Domino’s Pizza Enterprises built a proof-of-concept using machine learning to personalise vouchers and deals for customers in Australia.
The master franchise, which operates in nine countries, is an early tester of an AWS service called Personalize, which was only made publicly available last month.
Speaking at the recent AWS Summit in Sydney, Domino’s lead data scientist Thomas Atkins said the pizza maker wanted to find a way to scale its ability to personalise deals using a wider array of "variants", such as time of day, pickup or delivery, price, and type of pizza.
“Making communication via SMS and all our marketing channels personalised is a real challenge because of scale,” Atkins said.
“To get from segmented marketing to personalised marketing requires a really deep level of automation.
“With the typical level of automation that we have, we can do campaigns with four to six variants relatively easily, but there are a number of manual steps that make this a little bit cumbersome.
“With this proof-of-concept, we were able to automate and scale it up so that we could do a lot more variants.
“This is particularly important if we're doing millions of SMSs and we're sending multiple campaigns a week.”
A particular subset of users’ purchase histories were used to train a feedforward neural network model.
Personalize needed to be trained using information that was “detailed enough so that Personalize could learn about the products, the relationships between the people ordering them, their purchase frequency and purchase patterns.
“So this is typically ‘Was it a pickup order?’ ‘Was it a delivery order?’ ‘Was it two pizzas?’ ‘Were they value or traditional range?’”

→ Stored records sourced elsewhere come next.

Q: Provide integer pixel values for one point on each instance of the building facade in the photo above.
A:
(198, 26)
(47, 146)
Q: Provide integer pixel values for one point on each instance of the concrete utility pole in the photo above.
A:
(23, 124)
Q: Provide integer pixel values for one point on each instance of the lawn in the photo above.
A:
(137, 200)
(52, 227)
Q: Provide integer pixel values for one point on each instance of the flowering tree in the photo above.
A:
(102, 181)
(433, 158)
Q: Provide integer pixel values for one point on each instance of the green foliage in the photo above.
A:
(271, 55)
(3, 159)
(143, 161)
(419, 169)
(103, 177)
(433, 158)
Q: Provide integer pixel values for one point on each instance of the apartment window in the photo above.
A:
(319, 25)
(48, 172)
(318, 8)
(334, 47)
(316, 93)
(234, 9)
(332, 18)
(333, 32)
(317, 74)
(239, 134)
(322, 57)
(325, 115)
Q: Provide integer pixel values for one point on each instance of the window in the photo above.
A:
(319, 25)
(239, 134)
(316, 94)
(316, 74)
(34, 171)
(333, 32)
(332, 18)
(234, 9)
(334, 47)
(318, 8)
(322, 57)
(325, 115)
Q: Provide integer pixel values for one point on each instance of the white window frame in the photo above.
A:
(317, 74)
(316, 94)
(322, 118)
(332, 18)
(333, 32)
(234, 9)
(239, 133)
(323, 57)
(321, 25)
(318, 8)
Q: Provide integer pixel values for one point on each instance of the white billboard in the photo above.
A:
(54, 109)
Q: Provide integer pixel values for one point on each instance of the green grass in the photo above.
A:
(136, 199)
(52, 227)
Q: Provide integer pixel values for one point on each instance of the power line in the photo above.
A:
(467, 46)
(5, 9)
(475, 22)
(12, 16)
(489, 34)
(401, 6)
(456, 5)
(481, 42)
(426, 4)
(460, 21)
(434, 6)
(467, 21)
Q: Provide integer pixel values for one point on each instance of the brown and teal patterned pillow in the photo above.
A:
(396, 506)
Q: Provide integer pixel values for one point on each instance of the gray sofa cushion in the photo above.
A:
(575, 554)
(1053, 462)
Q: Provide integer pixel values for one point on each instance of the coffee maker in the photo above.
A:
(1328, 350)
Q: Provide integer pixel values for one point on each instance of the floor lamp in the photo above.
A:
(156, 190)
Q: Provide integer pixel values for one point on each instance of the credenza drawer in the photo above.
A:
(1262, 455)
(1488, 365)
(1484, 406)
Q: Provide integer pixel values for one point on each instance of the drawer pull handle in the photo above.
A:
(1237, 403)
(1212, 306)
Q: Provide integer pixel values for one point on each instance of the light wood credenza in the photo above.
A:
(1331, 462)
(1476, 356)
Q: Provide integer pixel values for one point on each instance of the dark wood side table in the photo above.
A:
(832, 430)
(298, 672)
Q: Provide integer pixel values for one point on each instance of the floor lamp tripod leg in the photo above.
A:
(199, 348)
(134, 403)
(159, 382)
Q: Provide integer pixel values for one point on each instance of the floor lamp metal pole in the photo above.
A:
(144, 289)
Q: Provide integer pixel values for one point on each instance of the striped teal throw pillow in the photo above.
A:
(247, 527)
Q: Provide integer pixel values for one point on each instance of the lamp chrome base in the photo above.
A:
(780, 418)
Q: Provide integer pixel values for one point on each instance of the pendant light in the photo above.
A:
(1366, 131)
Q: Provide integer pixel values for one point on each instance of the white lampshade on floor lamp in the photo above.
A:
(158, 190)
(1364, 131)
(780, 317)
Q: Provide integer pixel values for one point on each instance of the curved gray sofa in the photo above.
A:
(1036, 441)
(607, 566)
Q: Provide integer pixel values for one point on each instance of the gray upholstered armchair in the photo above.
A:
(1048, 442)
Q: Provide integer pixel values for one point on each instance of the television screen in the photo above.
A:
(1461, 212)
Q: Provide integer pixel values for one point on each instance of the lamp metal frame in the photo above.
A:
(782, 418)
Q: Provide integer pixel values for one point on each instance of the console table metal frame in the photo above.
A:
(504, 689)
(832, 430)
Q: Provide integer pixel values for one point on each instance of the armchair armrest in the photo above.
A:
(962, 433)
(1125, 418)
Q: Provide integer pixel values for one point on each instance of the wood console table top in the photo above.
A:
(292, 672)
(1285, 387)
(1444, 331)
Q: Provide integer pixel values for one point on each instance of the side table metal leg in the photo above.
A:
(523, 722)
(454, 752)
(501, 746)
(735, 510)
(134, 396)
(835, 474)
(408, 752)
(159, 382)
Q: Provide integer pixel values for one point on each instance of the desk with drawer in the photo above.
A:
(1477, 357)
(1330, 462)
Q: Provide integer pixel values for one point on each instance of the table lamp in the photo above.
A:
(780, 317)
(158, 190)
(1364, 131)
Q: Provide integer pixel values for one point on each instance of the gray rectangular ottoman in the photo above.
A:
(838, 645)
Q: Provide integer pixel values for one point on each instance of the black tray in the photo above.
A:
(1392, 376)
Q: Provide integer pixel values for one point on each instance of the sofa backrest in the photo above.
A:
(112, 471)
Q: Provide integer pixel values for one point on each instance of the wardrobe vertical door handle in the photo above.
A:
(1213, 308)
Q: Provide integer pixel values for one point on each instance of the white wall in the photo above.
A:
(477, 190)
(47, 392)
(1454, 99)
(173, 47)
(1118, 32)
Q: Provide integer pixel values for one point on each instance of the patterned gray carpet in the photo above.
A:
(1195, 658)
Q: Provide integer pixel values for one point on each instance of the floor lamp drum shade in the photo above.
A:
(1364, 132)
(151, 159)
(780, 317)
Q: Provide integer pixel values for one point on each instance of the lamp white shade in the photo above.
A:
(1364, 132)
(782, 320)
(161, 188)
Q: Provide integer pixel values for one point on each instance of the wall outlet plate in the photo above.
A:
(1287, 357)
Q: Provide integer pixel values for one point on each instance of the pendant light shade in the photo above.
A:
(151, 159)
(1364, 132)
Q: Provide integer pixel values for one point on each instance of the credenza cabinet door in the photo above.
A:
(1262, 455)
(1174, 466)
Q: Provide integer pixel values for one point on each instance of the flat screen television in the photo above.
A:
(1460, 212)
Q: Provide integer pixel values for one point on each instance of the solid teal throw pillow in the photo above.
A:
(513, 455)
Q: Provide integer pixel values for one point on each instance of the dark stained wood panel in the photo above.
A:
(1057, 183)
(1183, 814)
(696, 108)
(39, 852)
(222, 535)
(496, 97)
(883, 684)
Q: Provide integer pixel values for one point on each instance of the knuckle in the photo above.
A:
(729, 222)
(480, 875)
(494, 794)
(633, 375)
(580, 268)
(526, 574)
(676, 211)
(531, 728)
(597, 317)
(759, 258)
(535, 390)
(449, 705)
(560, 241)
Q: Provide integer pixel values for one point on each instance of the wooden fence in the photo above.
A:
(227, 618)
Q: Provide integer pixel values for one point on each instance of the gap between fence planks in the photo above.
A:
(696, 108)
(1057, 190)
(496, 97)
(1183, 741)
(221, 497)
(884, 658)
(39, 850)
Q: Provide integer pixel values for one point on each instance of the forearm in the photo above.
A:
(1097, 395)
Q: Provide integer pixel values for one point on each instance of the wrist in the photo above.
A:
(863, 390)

The company used the output of Personalize to determine the content of offers and the best time to send them to customers. It then executed the campaigns via another AWS service, Pinpoint.
For comparative purposes, a control group was also sent non-personalized deals or offers around the same time, with the results compared.
In the proof-of-concept, Domino’s managed to personalise offers with “74 variations”.
“So they were things like different times of day, different order types like pickup/delivery for the deals, different price points, different combinations of pizzas, whether it was a New Yorker range or three pizzas, and different bundles,” Atkins said.
“So we had a much larger number of variants that we were able to achieve - and this is just the beginning.”
Users in the proof-of-concept were generally more responsive to messages.
“We were able to reduce the time when the SMS was sent, and the user clicked on it by 38 percent,” Atkins said.
“So the control group was all sent the message at the same time, and the personalised group received it at a personalised time for them.
“While this might not directly drive conversion [into pizza sales], it is important because in my view it’s [confirmation] the messages are more relevant. People are less likely to opt out, and I think that's very powerful.”
However, “on the deal side” - where the money is actually changing hands - Atkins noted “the results were a bit more mixed.”
“Personalize was able to recognize and identify some cohorts of customers for some deals that worked very, very well,” he said.
“For some other deals, however, it didn't perform so well.
“My hypothesis is that either the deal itself intrinsically wasn't as perceived as being as valuable to the customer, or potentially it was that we didn't give enough information to Personalize for it to learn about the customers that might be interested in that deal.”
During the proof-of-concept, only selected customers saw personalised deals.
“We estimate that if we had scaled up the results from this particular proof of concept to our entire user database, we would get an incremental 1000 orders per SMS [campaign] sent, which is a huge win,” Atkins said.
“Overall, despite the mixed results, the net net result was still positive.
“We were able to improve conversion rate by 0.1 percent - and when we're sending millions of SMSs each week, this is a big win.”